Доколе буйные будут услаждаться буйством? Доколе глупцы будут ненавидеть знание? Но упорство невежд убьет их, а беспечность глупцов погубит их! И придет им ужас как вихрь! Принесет скорбь и тесноту! А мы посмеемся над их погибелью порадуемся, когда придет к ним ужас! Вот так примерно. Клюфт был поражен. В этих словах столько энергии, что у Павла перехватило дыхание. Он тяжело дышал. На лбу выступили капельки пота. Этот, странный богослов, сказал, все очень емко — а главное попал в точку. Клюфт невольно потянулся к машинке. Он, стесняясь, тихо переспросил:
— Как, вы, там, сказали?
— Доколе невежды будут любить невежество? Доколе буйные будут услаждаться буйством? Доколе глупцы будут ненавидеть знание?
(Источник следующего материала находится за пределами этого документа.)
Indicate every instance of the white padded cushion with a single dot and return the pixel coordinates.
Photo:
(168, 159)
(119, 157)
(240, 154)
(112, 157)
Но упорство невежд убьет их, а беспечность глупцов погубит их! И придет им ужас как вихрь! Принесет скорбь и тесноту! А мы посмеемся над их погибелью, порадуемся, когда придет к ним ужас! Пальцы, сами, выбивали слова, барабаня по кнопкам печатной машинки. Павел торопился. Ему казалось еще чуть-чуть, и он забудет фразу, произнесенную богословом. Но слова в голове, звучали, словно эхо — в огромном, каменном тоннеле. Эхо! Клюфт дописал и откинулся на стуле. Ему вдруг стало совсем, спокойно. Сердце ритмично разгоняло кровь по телу. В руках и ногах, была, какая-то, неведомая ранее, легкость.